Dealing with the same-sex issue, he believes, takes training and understanding, but churches can be equipped. He sees three levels of the homosexual struggler: the person wholeheartedly seeking the truth, the struggler who has become hardened and no longer seeks the truth, and the struggler deceived into thinking he or she can act out within a Christian gay identity. In addition, you have the person who knows it is wrong, but is close to just giving up. All must be approached with a clear-cut biblical response to the sin in their lives.
The compassion of commonality
Some approach homosexuality as today’s leprosy or, perhaps as tax collectors in Jesus time. If so, shouldn’t we approach it as Jesus did the lepers and tax collectors? He associated with them. As Scripture tells us, “God does not show favoritism” (Acts 10:34). Jesus treated the tax collector and the leper in exactly the same way as he did others, with grace.
“If we don’t approach the issue of homosexuality with long-suffering and patience to help people through their sin, we set ourselves up for self-righteousness, which is also a sin,” said Black. “We need to bear each other’s burdens. As Christians, we should be very careful of placing limits on that.”
While willful and repetitive sin can rightfully lead to church discipline and removal, Black thinks churches should be slow to act.
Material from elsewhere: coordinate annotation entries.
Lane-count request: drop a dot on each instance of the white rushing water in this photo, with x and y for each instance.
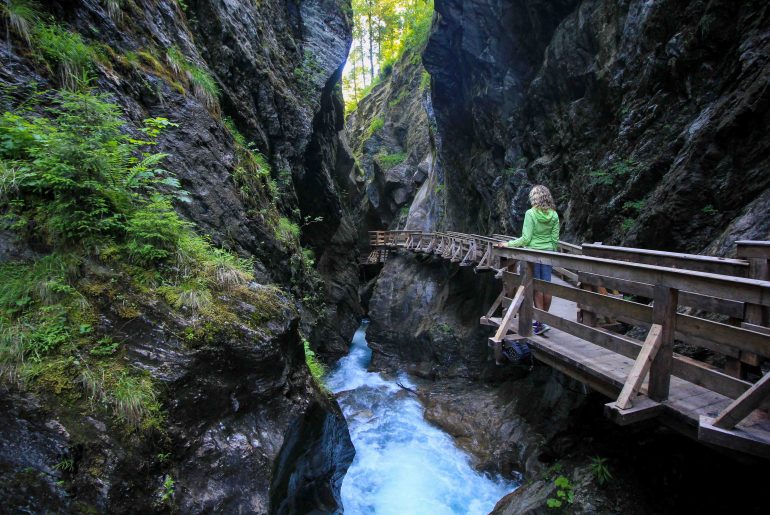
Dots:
(403, 465)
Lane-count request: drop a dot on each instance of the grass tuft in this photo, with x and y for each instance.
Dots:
(22, 16)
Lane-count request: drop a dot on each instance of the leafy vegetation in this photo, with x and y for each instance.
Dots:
(22, 16)
(635, 205)
(287, 232)
(388, 161)
(375, 126)
(66, 53)
(167, 492)
(564, 493)
(253, 176)
(72, 182)
(383, 31)
(204, 86)
(307, 73)
(600, 470)
(317, 369)
(608, 176)
(424, 81)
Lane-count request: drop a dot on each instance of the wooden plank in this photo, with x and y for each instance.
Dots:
(695, 262)
(686, 368)
(722, 286)
(644, 408)
(706, 303)
(753, 249)
(737, 337)
(496, 304)
(737, 440)
(664, 314)
(745, 404)
(642, 365)
(566, 274)
(635, 313)
(512, 310)
(756, 328)
(715, 336)
(527, 305)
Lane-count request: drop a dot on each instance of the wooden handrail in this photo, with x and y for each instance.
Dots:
(739, 288)
(723, 286)
(716, 265)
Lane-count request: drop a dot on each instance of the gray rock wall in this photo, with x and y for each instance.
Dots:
(645, 118)
(236, 399)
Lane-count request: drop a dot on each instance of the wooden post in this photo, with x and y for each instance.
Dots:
(745, 404)
(664, 314)
(527, 306)
(640, 368)
(585, 316)
(757, 253)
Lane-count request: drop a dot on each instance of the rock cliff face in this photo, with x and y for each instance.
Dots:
(646, 121)
(246, 429)
(645, 118)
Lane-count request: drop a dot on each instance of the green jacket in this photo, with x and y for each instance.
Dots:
(540, 231)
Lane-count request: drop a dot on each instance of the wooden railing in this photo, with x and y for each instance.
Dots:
(738, 289)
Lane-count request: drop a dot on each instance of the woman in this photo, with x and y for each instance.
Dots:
(540, 232)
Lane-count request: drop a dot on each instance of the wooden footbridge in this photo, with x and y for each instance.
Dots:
(700, 302)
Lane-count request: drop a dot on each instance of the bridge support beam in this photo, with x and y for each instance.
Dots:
(664, 314)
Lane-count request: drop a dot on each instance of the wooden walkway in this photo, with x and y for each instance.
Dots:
(645, 379)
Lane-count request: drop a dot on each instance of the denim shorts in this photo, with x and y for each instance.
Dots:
(543, 272)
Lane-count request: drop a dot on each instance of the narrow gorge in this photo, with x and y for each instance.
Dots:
(192, 318)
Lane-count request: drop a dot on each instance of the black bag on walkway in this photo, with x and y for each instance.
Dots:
(517, 352)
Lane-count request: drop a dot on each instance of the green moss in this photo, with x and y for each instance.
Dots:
(388, 161)
(608, 176)
(92, 201)
(66, 52)
(375, 126)
(253, 177)
(21, 16)
(317, 369)
(204, 85)
(634, 205)
(287, 232)
(424, 81)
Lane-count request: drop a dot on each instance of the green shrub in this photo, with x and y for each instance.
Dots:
(204, 86)
(317, 369)
(153, 231)
(375, 126)
(22, 16)
(600, 470)
(388, 161)
(287, 232)
(76, 177)
(564, 493)
(114, 8)
(424, 81)
(608, 176)
(167, 494)
(134, 399)
(635, 205)
(66, 52)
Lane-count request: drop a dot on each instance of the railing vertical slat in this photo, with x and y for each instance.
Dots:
(527, 306)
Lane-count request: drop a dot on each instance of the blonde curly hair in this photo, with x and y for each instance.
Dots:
(541, 198)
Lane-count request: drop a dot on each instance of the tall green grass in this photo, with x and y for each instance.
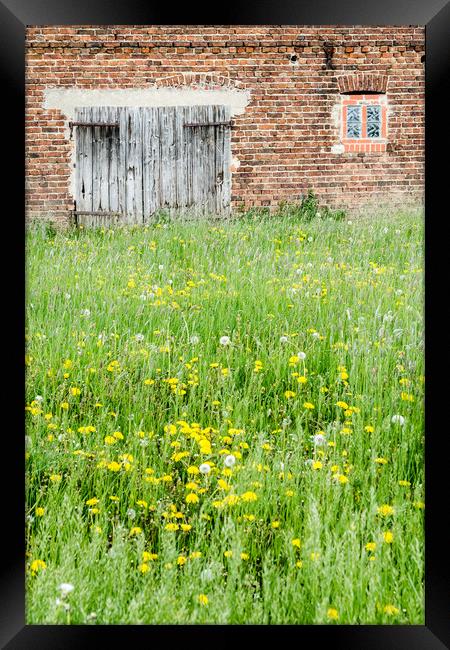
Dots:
(280, 537)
“Homosexuals can walk out a process of healing,” said Black. “When you excommunicate them, you turn them over to Satan for the destruction of the flesh. We should err on the side of mercy rather than judgment, giving weight to grace, wisdom and discernment.”
Black noted churches often deal with homosexuality in haste, whereas other sinners – divorcees, adulterers, fornicators, pornographers, gossips – rarely find themselves so quickly going through the discipline process.
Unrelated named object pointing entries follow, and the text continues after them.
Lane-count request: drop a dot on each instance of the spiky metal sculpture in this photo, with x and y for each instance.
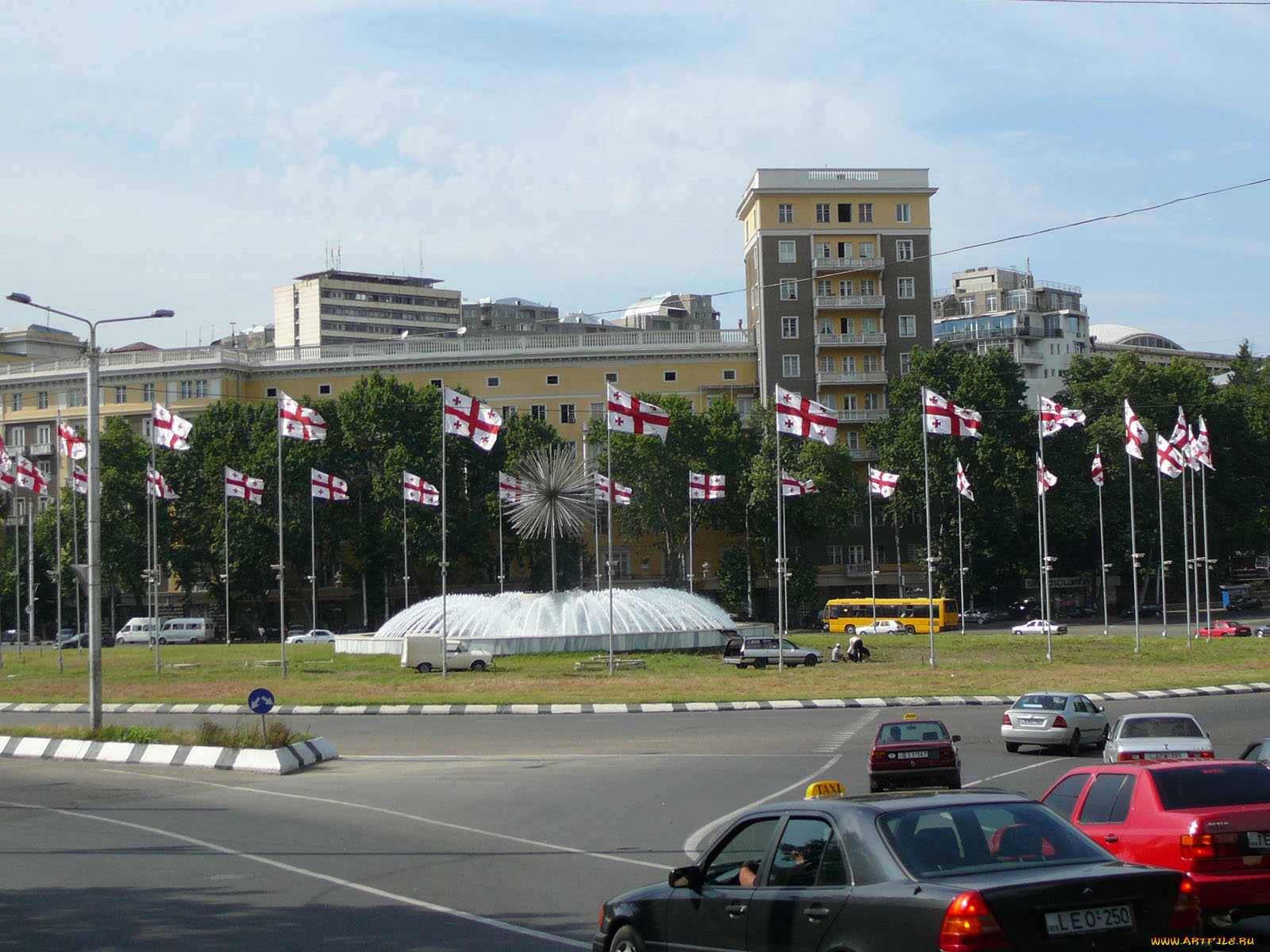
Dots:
(559, 499)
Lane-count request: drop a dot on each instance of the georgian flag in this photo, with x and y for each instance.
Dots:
(883, 484)
(949, 419)
(417, 490)
(702, 486)
(1204, 450)
(629, 414)
(794, 486)
(511, 489)
(1168, 457)
(468, 416)
(1045, 478)
(169, 431)
(239, 486)
(622, 494)
(1054, 418)
(298, 422)
(158, 486)
(963, 482)
(806, 418)
(1134, 433)
(327, 486)
(73, 443)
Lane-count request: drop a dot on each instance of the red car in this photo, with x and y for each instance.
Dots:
(1208, 819)
(1221, 630)
(914, 753)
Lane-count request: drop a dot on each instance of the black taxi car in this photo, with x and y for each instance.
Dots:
(914, 753)
(895, 873)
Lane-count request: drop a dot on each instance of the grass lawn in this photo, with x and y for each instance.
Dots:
(971, 664)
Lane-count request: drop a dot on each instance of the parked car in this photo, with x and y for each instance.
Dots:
(1039, 626)
(1222, 630)
(1058, 719)
(1156, 736)
(952, 869)
(1210, 822)
(761, 651)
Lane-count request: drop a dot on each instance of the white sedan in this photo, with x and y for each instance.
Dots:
(1039, 626)
(311, 636)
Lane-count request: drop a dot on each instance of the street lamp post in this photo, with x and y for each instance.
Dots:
(94, 501)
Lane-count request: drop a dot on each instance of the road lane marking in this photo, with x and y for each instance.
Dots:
(313, 875)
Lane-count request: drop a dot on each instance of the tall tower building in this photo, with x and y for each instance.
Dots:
(838, 283)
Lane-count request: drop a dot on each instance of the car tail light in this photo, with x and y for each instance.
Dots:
(1185, 916)
(1210, 846)
(969, 926)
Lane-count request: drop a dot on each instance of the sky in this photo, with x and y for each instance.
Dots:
(194, 156)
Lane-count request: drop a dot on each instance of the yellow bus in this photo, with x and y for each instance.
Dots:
(845, 615)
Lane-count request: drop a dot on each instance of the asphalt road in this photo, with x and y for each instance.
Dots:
(440, 833)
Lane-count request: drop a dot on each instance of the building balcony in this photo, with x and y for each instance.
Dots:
(848, 264)
(850, 340)
(872, 302)
(850, 378)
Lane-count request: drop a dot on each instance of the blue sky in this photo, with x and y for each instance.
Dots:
(194, 156)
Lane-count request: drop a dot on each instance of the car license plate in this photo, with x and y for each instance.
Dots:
(1081, 920)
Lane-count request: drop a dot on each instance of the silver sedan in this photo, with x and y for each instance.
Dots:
(1058, 719)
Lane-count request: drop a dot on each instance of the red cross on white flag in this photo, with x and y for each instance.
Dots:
(169, 431)
(468, 416)
(949, 419)
(702, 486)
(417, 490)
(806, 418)
(629, 414)
(239, 486)
(298, 422)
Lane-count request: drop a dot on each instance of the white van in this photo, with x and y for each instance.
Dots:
(137, 631)
(192, 631)
(423, 654)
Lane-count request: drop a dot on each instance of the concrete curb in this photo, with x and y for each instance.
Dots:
(667, 708)
(287, 759)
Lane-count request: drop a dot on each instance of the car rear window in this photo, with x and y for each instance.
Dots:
(1213, 785)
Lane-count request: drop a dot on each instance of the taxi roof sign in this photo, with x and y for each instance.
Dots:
(825, 789)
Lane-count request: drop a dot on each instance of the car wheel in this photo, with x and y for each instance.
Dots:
(1073, 748)
(626, 939)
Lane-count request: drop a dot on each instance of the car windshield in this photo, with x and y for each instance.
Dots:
(984, 837)
(1213, 785)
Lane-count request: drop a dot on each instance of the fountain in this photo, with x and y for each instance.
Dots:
(522, 622)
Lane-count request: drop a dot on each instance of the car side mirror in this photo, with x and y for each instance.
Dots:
(686, 877)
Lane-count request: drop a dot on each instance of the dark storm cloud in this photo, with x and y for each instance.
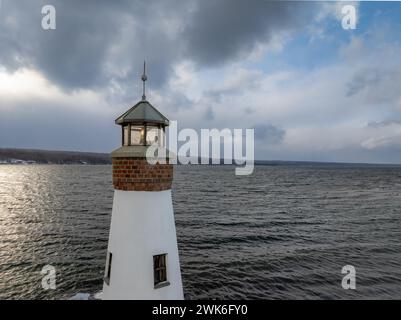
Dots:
(221, 30)
(269, 133)
(100, 42)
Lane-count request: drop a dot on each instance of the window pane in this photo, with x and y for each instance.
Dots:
(152, 135)
(159, 268)
(126, 136)
(137, 135)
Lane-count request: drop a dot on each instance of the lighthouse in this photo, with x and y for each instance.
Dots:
(142, 256)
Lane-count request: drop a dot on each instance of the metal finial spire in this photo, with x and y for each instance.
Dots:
(144, 78)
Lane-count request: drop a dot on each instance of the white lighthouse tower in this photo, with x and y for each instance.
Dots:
(142, 256)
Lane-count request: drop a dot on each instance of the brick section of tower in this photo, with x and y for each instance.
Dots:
(136, 174)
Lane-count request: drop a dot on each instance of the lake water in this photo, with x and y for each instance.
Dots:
(284, 232)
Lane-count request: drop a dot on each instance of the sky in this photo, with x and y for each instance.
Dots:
(312, 90)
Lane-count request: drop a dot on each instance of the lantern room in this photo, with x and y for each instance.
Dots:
(143, 124)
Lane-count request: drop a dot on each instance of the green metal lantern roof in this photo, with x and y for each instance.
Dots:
(142, 112)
“Where is the restoration committee?” asks Black. “Discipline should lead to a restoration process . . . but it is rarely put in place. And these are our brothers and sisters.”
And, according to Bob Stith, National Strategist for Gender Issues for the Southern Baptist Convention, our “brothers and sisters” are part of a large circle of Christians impacted by homosexuality.
“I developed a graphic several years ago that I use a lot,” said Stith. “If you factor in a mom and dad, two siblings, two or three close relatives, two or three close friends, you’re looking at between 30 to 50% of the population. That is one of the reasons we’re losing the culture war. We don’t minister to those people and many of them turn to gay groups for support.”
The compassion of action
Being transparent about my years of struggling with homosexual temptation and acting out on them allows me now to speak openly about the consequences of this sin on me, my family and my church family. I should have sought more help from Christian brothers; I might have emerged from the darkened path less bloodied and bruised. My desire — like most Christians who struggle with sexual brokenness — was to put a permanent blockade on the path I took.
If you want to love and help those who struggle in your church, even if you don’t know who they are, set aside fear and condemnation and take on honesty and compassion. Here are some ways to get started.
· Have a speaker come to your church to share and begin the openness process. I am willing to speak anywhere. Just go to my website: BridgeBackministries.com and contact me. You can e-mail me directly at thom@bridgebackministries.com or even call me at 405-401-9693.
· Explore the development of a ministry within your church. CrossPower Ministries at Stonegate Fellowship has an excellent video you can view on line at http://www.crosspowerministries.com/. Or, explore and consider obtaining for your church the DVD series entitled Hope for Wholeness. It will do wonders in helping you understand and encourage.
Let the same-sex strugglers in your church family know they don’t have to do it alone and in secret anymore. Let them know you will help.
And, if you’re not ready to take that step, then, for heaven’s sake, at least stop scaring them to death.